Anesthesiology August 2024, Vol. 141, A13–A15.
Clonal hematopoiesis of indeterminate potential is associated with acute kidney injury. Nat Med 2024; 30:810–7. PMID: 38454125.
Acute kidney injury after hypoperfusion is common and it has a higher occurrence in older patients but has not previously been clearly associated with genetic risk factors. Clonal hematopoiesis of indeterminate potential is a well-recognized phenomenon of aging that results from the clonal expansion of hematopoietic stem cells that have previously acquired mutations. Several of these mutated genes (DNMT3A, TET2, JAK2) have been associated with increased mortality in cardiovascular, pulmonary, and liver diseases and are associated with enhanced and sustained inflammatory organ injury. In the current study, these gene mutations associated with clonal hematopoiesis of indeterminate potential occurred in 3.4% of samples in the United Kingdom BioBank, were increased with age, and were associated with a 34% increased risk of acute kidney injury. Furthermore, clonal hematopoiesis of indeterminate potential was associated with a 20% increased risk of acute kidney injury in a meta-analysis of two prospective cohort studies, the Atherosclerosis Risk in Communities (ARIC) and the Cardiovascular Health Study (CHS). Clonal hematopoiesis of indeterminate potential was also associated with impaired recovery from acute kidney injury in two additional human cohort studies. In mice, bone marrow transplants from mice with mutations in TET2 or Jak2 demonstrated enhanced blood urea nitrogen and creatinine after ischemia reperfusion or urethral obstruction injuries with enhanced markers of inflammation and fibrosis attributed to macrophages that persisted chronically.
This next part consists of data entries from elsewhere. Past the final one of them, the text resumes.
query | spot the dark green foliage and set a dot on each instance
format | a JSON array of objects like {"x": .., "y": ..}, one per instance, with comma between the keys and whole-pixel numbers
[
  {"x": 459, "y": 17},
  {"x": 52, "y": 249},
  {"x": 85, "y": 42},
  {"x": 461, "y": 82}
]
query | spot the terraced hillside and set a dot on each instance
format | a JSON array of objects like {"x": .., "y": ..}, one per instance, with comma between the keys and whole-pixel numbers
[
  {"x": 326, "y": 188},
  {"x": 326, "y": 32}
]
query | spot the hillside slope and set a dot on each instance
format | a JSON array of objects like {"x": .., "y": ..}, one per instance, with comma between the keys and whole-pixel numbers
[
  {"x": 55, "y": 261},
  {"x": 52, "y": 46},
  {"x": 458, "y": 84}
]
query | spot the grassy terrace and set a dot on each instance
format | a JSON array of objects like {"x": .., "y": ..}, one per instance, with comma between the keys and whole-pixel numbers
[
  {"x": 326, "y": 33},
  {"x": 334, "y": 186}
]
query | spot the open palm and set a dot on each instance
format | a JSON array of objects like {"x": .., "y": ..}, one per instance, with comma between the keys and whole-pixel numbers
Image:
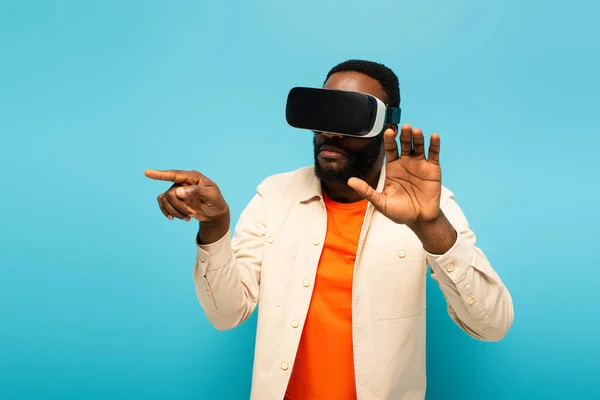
[{"x": 413, "y": 182}]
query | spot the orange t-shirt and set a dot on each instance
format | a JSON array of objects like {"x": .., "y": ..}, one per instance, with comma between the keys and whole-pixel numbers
[{"x": 324, "y": 366}]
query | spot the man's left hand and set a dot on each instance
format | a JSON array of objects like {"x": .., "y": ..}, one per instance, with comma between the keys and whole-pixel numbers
[{"x": 413, "y": 182}]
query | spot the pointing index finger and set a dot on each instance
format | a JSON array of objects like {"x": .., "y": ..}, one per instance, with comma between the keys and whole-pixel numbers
[{"x": 175, "y": 176}]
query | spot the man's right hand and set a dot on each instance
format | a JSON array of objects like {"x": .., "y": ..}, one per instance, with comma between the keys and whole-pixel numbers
[{"x": 193, "y": 195}]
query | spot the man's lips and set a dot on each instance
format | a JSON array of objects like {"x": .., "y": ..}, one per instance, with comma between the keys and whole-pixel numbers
[{"x": 331, "y": 151}]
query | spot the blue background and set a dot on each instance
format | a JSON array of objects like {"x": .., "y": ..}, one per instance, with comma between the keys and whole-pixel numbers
[{"x": 96, "y": 292}]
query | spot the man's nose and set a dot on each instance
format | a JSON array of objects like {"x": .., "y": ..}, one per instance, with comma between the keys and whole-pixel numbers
[{"x": 332, "y": 135}]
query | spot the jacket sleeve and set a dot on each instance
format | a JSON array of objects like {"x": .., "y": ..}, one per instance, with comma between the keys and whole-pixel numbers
[
  {"x": 478, "y": 301},
  {"x": 227, "y": 272}
]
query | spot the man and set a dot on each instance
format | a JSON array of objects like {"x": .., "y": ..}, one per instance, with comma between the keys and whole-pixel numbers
[{"x": 335, "y": 255}]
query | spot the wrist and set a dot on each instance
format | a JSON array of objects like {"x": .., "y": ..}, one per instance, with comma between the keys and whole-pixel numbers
[
  {"x": 214, "y": 229},
  {"x": 437, "y": 235}
]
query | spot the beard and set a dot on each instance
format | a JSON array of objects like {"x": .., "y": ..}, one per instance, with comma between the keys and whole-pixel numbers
[{"x": 360, "y": 163}]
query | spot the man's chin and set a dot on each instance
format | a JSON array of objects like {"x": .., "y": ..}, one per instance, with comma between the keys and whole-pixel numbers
[{"x": 329, "y": 173}]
Take home message: Clonal hematopoiesis of indeterminate potential is a genetic mutation process associated with aging that yields macrophages that increase the risk of acute kidney injury and impaired recovery due to chronic inflammatory and fibrotic kidney changes. Therapeutic targeting of the inflammasome or downstream mediators of these genetic pathways may be a modifiable risk factor to limit progression to chronic kidney disease.